Preferirei sorvolare, posso unicamente raccontare la mia visione dei fatti. In consiglio si votò la presidenza di Gennaro Mazzitelli. Idee grandiose, ricerca di giocatori di fama, e bisognava pagarli. Io ho subito detto di no, non era e non è mai stato il mio mondo. Il mio basket è amatoriale. In consiglio mi ritrovai isolato, dalla mia parte si era schierato solo Elio Garassini, anche lui sarà sindaco della città.
Un sacco di rimpianti…e qualche amarezza?
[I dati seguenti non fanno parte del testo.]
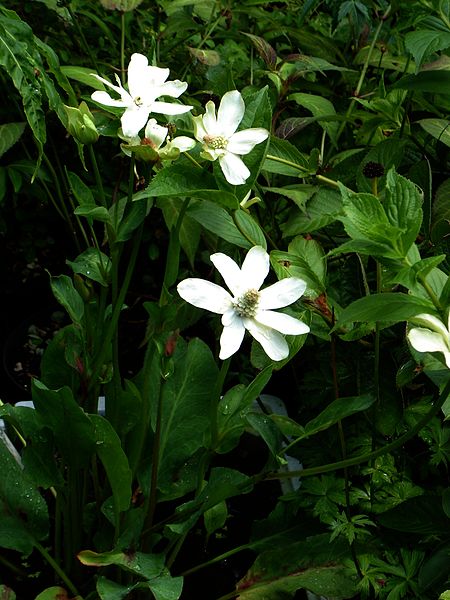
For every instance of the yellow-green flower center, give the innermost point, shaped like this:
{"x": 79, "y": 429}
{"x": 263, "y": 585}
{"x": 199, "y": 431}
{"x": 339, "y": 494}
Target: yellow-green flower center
{"x": 216, "y": 142}
{"x": 247, "y": 304}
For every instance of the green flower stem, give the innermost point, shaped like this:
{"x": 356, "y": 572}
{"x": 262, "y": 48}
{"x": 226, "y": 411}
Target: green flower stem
{"x": 61, "y": 574}
{"x": 363, "y": 74}
{"x": 357, "y": 460}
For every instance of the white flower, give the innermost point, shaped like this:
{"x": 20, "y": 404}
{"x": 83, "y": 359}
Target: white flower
{"x": 145, "y": 85}
{"x": 220, "y": 139}
{"x": 248, "y": 307}
{"x": 435, "y": 338}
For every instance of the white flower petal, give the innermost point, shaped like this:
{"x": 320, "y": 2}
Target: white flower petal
{"x": 183, "y": 143}
{"x": 204, "y": 294}
{"x": 199, "y": 129}
{"x": 172, "y": 88}
{"x": 209, "y": 119}
{"x": 282, "y": 293}
{"x": 232, "y": 336}
{"x": 273, "y": 343}
{"x": 234, "y": 169}
{"x": 242, "y": 142}
{"x": 166, "y": 108}
{"x": 138, "y": 75}
{"x": 156, "y": 133}
{"x": 134, "y": 119}
{"x": 230, "y": 113}
{"x": 281, "y": 322}
{"x": 229, "y": 270}
{"x": 424, "y": 340}
{"x": 105, "y": 99}
{"x": 255, "y": 268}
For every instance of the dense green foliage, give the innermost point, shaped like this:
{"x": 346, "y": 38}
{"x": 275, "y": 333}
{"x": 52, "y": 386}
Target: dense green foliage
{"x": 324, "y": 474}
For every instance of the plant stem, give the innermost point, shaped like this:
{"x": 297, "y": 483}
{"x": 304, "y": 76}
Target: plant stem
{"x": 357, "y": 460}
{"x": 61, "y": 574}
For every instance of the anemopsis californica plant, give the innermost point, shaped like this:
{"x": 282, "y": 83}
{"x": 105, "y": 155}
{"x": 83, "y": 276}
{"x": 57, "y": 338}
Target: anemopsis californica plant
{"x": 221, "y": 140}
{"x": 248, "y": 307}
{"x": 145, "y": 84}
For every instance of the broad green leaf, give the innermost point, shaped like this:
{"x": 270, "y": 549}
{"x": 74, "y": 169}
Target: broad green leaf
{"x": 284, "y": 158}
{"x": 389, "y": 307}
{"x": 73, "y": 430}
{"x": 281, "y": 571}
{"x": 438, "y": 128}
{"x": 10, "y": 133}
{"x": 185, "y": 399}
{"x": 110, "y": 452}
{"x": 249, "y": 228}
{"x": 322, "y": 108}
{"x": 422, "y": 43}
{"x": 24, "y": 511}
{"x": 66, "y": 294}
{"x": 180, "y": 180}
{"x": 321, "y": 209}
{"x": 93, "y": 264}
{"x": 216, "y": 219}
{"x": 338, "y": 409}
{"x": 433, "y": 82}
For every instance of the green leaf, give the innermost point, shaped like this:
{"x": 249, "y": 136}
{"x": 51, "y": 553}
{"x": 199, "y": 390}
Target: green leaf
{"x": 321, "y": 209}
{"x": 24, "y": 511}
{"x": 388, "y": 307}
{"x": 284, "y": 158}
{"x": 93, "y": 264}
{"x": 322, "y": 108}
{"x": 438, "y": 128}
{"x": 73, "y": 430}
{"x": 110, "y": 452}
{"x": 186, "y": 397}
{"x": 216, "y": 219}
{"x": 181, "y": 180}
{"x": 338, "y": 409}
{"x": 249, "y": 228}
{"x": 422, "y": 43}
{"x": 66, "y": 294}
{"x": 10, "y": 133}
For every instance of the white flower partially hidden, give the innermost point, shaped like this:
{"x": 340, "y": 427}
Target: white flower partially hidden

Al massimo potevamo permetterci ritiri a Peveragno, a Calizzano; io allenatore pagavo di tasca le mie spese e non solo. Loano tirò su, si suole dire, qualche bravo giocatore, con carriera successiva. Penso a Lardo, finì al Torino con la squadra allenata da Gamba. Sono stato padrino di cresima di Lino. Mio figlio Giuliano è andato di recente a trovarlo a Trapani, dove fa l’allenatore della squadra, serie B. Penso a Witkowski (fu al Cantù), al mediocre Silvio Melgrati, alassino, due metri di altezza, con ’39’ di scarpe, quindi carente di equilibrio. E ad Alassio si veniva facilmente attratti dalla bella vita. Loano aveva raggiunto la Serie B. In tre anni, dopo la mia rinuncia, si è piombati nel patatrac, in ginocchio dai debiti. Non c’era più l’entusiasmo popolare del periodo in cui brillava la stella del basket amatoriale, era solo passione per amore del gioco, della vittoria. Niente stipendi, né rimborsi a piè di lista. Ho sofferto in silenzio e senza polemizzare. E’ il mio stile.
Loano, ultima esperienza…
Pensa che interessi davvero la mia storia? Con tutti i problemi che ha la gente, burocrazia inclusa… Dopo Loano sono venuti a cercarmi da Ceriale, da Pietra Ligure. Ho troncato definitivamente a 45 anni. A Pietra eravamo in promozione, serie C. Il mio verbo costante: “no ai professionisti pagati’. In Italia non è quasi mai così. Ci sono esempi a decine, il business del calcio, del ciclismo e aggiungiamone pure a piacere. Non mi sento un missionario, ma ho un’altra visione. Sbaglierò!
Ricorda chi è stato il primo presidente del glorioso Basket Loano?
Era Pagani, aveva un”agenzia viaggi e i Bagni Doria. Loano era in serie C. Ci fu uno spareggio per non retrocedere contro il Varese, dove giocava Nesti, campione a livello nazionale. Sorsero problemi in campo e Loano ebbe fortuna. Il compianto Pertosa in un’azione di contropiede diede un calcio nel sedere proprio a Nesti. Si favoleggiava che…
Nessun illazione, invece, all’epoca il valente imprenditore Pagani era iscritto ad una loggia massonica. Il sindaco comm- Felice Elice perse, come Comune, una causa per via del manufatto sorto sulla spiaggia dei ‘Doria’. Sono stato testimone di un paio di incontri conviviali dell’allora presidente del tribunale Tartufo, già procuratore della Repubblica, con i coniugi Pagani al ristorante Capanno di Ranzi (Pietra Ligure). Li serviva il patron Bartolomeo Rembado e con lui commentammo.. Nessuna reato, forse motivi di opportunità visto il contenzioso Pagani-Comune di Loano.
Non so nulla di massoneria e massoni, a me non hanno mai chiesto di diventare ‘fratello’. Sono stato due anni presidente del Basket Borghetto, e volevo lasciare ad altri. Ho due nipotini e troppa nostalgia, ricordi, tanti esempi di amicizia vera. Non si può dimenticare e sicuramente ho tralasciato qualcuno che non merita e me ne scuso. Mi vengono ancora in mete, a Loano, Fiorenzo Gimelli, Bosio, Blengino, Tassara. Li chiamavo i ragazzi nati dal ’54 al ’61. Con i mitici del ’57. A Borghetto ci onora il figlio di Antonio Oxilia, il panettiere, famiglia stimata. Vorrei lasciare, ai nipoti, un testamento morale: fare sport come strumento di crescita civile e di formazione umana.